ADANA BÖLGE ADLİYE MAHKEMESİ’NE
GÖNDERİLMEK ÜZERE
ADANA İŞ MAHKEMESİ’NE
DOSYA NO :
İSTİNAFA CEVAP VEREN DAVACI :
VEKİLİ :
İSTİNAF EDEN DAVALI :
VEKİLİ :
TALEBİN KONUSU : Davalı tarafın istinaf dilekçesine karşı cevaplarımızdan ibarettir.
KARAR ÖZETİ : X iş mahkemesi X tarihinde X sayılı kararıyla; müvekkilin işe iadesine, yasal süre içerisinde yapılan başvuruya rağmen davalı işverence işe başlatılmaması halinde 4 aylık ücret tutarında tazminat ödenmesine, 4857 sayılı kanun gereği 4 aylık ücret ve diğer haklarının davacı/müvekkile verilmesine karar verilmiştir.
İSTİNAF DİLEKÇESİNE CEVAPLARIMIZ:
1-) Müvekkil/davacı, davalıya ait iş yerinde 19/11/2018 tarihinden 03/02/2020 tarihine kadar güvenlik görevlisi olarak çalışmıştır. En son aylık maaşı 2.575 TL’dir. İlaveten yemek giderleri işverence karşılanmıştır.
Davalı işveren işten çıkış nedeni olarak da belirsiz süreli iş sözleşmesinin, işveren tarafından haklı sebep bildirilmeden feshini yani 4 çıkış kodunu göstermektedir.
Fesih bildiriminin yapıldığı tarihte 4857 sayılı İş kanunu 18. Maddesi uyarınca, müvekkilin iş güvencesi hükümlerinden yararlanabilmesi için gerekli olan; iş yerinde 30 ve daha fazla işçi çalıştırılması, işçinin en az altı aylık kıdemi olması, belirsiz süreli iş sözleşmesi ile çalışıyor olması, feshin geçerli bir sebebe dayandırılmaması, işçinin işveren vekili durumunda olmaması şartları görülmekte olan davada sağlanmaktadır.
2-) Hakikaten müvekkilin işten çıkışı sebepsizdir. Şöyle ki;
Müvekkilin, çalıştığı zaman zarfında hiçbir suretle üst yönetimin bilgisi dışında bir tasarrufu olmamıştır. Tüm görevlerini layıkıyla yerine getirmiştir. Bugüne kadar iş yerinde herhangi bir uyumsuz ve işin devamlılığını bozacak davranışı olmadığı gibi, davalı işverence kendisinden herhangi bir savunma da alınmamıştır.

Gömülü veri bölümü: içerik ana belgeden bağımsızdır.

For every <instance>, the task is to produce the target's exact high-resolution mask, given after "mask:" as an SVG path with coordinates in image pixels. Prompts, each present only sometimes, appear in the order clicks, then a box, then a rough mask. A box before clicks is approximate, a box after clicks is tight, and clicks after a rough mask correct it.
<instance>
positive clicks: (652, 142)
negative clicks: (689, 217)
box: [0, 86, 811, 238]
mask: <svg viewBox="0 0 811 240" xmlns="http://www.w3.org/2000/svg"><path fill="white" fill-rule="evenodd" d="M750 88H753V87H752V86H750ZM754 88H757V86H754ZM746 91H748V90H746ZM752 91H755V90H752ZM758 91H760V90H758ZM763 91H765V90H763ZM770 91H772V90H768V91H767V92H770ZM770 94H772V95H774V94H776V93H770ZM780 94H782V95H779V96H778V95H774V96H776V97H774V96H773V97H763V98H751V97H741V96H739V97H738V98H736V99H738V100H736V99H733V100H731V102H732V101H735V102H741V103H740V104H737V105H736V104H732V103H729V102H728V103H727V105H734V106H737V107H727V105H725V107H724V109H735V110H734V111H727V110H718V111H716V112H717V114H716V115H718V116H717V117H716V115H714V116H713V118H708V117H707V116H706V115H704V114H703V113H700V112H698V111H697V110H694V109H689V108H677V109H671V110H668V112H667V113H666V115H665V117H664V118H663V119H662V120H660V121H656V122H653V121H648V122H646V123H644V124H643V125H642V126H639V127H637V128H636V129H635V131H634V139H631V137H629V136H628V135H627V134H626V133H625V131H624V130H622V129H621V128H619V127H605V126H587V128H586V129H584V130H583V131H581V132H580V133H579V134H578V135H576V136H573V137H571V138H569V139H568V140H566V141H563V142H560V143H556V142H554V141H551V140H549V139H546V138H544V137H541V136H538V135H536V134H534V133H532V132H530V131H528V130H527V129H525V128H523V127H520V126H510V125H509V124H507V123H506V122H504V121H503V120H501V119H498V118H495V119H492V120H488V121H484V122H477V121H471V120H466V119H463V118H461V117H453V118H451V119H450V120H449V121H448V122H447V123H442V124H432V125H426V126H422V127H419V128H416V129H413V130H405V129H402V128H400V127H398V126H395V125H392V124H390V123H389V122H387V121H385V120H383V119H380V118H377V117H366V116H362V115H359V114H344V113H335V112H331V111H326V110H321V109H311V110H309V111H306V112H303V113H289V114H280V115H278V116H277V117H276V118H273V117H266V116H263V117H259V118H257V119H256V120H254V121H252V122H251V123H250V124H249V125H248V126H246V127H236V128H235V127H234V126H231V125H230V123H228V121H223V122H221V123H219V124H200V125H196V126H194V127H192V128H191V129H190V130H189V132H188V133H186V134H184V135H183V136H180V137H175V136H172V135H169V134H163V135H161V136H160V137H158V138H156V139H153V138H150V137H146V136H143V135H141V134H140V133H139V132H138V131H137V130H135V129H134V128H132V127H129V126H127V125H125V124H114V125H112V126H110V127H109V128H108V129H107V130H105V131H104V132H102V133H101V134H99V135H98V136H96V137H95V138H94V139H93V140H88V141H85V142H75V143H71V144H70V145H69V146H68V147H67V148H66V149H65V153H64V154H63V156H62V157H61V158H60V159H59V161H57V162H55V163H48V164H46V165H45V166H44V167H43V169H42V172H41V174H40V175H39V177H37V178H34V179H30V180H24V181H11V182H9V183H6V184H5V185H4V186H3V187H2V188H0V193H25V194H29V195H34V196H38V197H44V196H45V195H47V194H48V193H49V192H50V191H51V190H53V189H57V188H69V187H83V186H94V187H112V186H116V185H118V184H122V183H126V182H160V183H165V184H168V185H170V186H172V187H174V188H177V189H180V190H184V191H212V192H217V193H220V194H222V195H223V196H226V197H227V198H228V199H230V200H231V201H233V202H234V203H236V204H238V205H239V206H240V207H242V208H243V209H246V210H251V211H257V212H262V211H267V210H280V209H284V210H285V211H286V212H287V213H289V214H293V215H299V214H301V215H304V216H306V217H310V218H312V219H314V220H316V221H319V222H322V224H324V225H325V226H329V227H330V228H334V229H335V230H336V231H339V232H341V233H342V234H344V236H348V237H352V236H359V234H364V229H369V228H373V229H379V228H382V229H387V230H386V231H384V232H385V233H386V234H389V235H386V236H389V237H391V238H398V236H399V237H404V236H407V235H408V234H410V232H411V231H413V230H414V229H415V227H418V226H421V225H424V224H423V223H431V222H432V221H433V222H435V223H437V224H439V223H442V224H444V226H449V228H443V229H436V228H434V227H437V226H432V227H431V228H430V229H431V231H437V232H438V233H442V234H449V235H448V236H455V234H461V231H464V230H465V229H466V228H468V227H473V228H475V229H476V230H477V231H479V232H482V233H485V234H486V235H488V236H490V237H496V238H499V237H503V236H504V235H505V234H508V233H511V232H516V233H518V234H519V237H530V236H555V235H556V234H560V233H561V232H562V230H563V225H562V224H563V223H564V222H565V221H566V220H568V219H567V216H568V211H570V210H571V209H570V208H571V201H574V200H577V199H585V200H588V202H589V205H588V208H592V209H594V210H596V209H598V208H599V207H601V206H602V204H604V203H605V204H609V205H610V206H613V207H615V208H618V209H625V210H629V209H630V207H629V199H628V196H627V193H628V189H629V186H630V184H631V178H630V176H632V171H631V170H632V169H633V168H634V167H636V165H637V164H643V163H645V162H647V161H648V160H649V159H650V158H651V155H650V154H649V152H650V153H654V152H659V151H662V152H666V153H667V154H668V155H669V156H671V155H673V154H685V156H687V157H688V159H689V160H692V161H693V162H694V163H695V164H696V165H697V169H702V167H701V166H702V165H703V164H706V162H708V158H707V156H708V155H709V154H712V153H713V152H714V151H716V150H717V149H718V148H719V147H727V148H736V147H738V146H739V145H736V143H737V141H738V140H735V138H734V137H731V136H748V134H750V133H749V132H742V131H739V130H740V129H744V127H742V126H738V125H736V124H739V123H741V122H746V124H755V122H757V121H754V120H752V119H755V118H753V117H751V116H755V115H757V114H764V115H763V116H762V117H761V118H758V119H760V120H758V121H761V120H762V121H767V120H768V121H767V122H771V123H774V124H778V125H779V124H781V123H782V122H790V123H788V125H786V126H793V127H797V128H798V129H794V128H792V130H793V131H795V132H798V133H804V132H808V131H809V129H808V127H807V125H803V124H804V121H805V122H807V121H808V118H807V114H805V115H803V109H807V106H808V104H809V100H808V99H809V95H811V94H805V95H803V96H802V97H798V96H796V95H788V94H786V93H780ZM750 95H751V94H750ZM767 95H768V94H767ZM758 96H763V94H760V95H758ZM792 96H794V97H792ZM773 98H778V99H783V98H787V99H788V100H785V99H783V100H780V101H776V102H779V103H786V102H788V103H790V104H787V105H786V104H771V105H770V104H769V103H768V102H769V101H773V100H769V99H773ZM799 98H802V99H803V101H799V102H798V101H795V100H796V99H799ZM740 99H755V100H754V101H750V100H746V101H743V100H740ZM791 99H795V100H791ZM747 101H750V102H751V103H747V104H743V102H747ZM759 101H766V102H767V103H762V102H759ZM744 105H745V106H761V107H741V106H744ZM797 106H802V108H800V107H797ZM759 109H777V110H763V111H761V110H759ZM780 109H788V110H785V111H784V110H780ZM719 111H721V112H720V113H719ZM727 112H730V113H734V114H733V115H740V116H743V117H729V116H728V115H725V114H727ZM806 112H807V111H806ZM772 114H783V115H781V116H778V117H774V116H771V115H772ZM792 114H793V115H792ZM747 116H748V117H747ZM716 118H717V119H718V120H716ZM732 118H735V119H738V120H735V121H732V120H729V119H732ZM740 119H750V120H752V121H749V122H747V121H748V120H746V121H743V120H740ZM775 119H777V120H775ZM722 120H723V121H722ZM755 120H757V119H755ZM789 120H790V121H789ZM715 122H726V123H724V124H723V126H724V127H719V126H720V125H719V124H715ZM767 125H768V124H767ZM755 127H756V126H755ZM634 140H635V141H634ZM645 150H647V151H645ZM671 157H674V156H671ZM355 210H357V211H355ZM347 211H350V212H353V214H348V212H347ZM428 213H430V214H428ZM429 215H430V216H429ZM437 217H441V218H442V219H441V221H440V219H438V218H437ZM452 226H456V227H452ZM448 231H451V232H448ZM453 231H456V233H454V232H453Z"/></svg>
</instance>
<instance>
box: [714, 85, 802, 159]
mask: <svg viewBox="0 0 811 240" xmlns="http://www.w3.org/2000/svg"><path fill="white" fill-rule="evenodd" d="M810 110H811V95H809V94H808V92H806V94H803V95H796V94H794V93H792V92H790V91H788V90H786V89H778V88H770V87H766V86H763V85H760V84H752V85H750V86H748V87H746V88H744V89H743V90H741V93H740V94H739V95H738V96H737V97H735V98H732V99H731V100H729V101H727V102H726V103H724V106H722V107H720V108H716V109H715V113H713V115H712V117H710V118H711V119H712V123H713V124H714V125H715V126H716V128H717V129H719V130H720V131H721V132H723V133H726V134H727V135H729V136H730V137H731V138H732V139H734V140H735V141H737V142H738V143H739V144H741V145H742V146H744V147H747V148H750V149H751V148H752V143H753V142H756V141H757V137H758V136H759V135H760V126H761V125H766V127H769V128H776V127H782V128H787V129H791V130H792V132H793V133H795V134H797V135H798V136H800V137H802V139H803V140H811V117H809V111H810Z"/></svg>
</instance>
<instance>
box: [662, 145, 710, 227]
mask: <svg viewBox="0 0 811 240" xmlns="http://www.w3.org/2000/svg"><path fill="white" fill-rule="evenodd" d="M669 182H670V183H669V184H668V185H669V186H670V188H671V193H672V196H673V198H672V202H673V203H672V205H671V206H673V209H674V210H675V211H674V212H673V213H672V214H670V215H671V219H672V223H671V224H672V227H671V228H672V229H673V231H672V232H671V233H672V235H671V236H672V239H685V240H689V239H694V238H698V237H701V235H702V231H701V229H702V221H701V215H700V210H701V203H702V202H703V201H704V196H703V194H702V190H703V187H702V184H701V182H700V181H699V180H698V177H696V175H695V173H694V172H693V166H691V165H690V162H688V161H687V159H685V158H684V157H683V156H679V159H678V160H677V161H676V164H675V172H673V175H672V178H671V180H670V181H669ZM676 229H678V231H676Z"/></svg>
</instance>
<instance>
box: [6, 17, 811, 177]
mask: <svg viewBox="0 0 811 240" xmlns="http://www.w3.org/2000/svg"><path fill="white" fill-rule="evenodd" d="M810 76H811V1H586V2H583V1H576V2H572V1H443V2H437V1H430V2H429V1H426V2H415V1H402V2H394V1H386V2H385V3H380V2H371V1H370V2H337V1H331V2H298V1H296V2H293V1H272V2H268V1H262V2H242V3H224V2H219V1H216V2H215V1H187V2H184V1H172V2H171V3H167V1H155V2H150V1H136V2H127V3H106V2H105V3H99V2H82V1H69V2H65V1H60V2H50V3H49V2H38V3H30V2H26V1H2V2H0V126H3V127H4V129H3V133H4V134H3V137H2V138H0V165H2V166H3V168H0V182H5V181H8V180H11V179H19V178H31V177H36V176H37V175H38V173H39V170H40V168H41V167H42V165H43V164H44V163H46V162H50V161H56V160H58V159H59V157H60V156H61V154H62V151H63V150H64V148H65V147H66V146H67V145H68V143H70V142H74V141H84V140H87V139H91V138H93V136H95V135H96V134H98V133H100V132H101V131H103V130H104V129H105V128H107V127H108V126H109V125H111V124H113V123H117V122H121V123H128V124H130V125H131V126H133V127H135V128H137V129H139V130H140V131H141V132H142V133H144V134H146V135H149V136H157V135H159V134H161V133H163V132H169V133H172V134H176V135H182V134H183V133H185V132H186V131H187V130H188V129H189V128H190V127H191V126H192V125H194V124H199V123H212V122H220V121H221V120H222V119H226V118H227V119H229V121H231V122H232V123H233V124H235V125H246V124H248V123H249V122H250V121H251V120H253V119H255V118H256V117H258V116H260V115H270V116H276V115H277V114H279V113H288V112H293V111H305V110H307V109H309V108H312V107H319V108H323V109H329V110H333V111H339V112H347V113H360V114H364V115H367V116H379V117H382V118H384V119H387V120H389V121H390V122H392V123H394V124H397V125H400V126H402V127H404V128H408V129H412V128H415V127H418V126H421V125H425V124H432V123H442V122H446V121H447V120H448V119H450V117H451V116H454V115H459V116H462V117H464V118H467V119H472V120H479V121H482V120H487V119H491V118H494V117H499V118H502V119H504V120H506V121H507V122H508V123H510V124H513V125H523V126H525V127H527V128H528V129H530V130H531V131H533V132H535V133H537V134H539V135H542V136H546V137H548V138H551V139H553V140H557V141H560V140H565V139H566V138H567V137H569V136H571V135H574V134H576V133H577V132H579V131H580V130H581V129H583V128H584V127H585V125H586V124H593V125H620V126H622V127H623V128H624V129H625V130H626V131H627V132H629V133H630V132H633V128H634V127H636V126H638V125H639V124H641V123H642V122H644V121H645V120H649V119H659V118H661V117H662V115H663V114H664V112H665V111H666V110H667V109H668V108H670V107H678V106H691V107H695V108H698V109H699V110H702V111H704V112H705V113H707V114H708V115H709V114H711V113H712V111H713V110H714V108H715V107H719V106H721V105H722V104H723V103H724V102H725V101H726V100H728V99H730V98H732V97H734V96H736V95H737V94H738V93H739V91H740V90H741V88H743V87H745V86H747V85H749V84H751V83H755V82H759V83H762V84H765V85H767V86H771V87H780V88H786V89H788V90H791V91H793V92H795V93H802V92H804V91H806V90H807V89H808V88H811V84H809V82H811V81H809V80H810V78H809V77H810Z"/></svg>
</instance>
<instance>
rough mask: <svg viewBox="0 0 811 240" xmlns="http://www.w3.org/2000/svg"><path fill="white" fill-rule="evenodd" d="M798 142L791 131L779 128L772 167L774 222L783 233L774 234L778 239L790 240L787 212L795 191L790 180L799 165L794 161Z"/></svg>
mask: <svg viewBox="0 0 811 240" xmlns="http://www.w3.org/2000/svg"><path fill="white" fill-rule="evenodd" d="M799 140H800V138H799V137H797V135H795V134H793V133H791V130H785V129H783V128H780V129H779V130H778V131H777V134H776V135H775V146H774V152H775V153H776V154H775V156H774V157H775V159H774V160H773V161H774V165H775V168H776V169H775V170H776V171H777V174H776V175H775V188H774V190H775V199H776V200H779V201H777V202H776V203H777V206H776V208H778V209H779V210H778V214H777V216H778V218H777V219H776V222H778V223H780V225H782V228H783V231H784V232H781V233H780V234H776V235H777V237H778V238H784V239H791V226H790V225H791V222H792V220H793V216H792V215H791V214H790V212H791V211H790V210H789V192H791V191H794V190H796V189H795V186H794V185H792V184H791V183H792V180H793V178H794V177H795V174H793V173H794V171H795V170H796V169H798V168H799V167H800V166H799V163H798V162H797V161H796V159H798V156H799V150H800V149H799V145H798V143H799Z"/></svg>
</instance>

Davacı/müvekkilin iş akdinin sonlandırıldığı fesih ihbarnamesi yasaya ve yerleşik içtihatlara aykırıdır. Feshin açık, kesin ve gerekçeli belirtilme zorunluluğu ilkesine aykırıdır.
Davalı şirketçe feshin son çare olma ilkesi hiçbir şekilde değerlendirilmemiştir. Davacı müvekkile herhangi bir başka pozisyonda ya da işveren kuruma bağlı başka bir işletmede çalışması teklif dahi edilmemiştir.
3-) Tüm bu nedenlerle davalı aleyhine arabuluculuk başvurusu da yapılmış, ancak yapılan görüşmede anlaşılamamıştır. Davalı şirketin, müvekkilin iş akdinin feshine ilişkin kararının yasal bir dayanağı bulunmadığını, keyfi ve hukuka aykırı olduğu ortadadır. Bu sebeple ilk derece mahkemesi tarafından davamızın kabulüne karar verilmiştir.
SONUÇ VE TALEP : Yukarıda belirtilen tüm hususların ışığında Adana İş Mahkemesinin X sayılı kararı yerinde olup davalının tüm istinaf taleplerinin reddine karar verilmesini talep ederiz.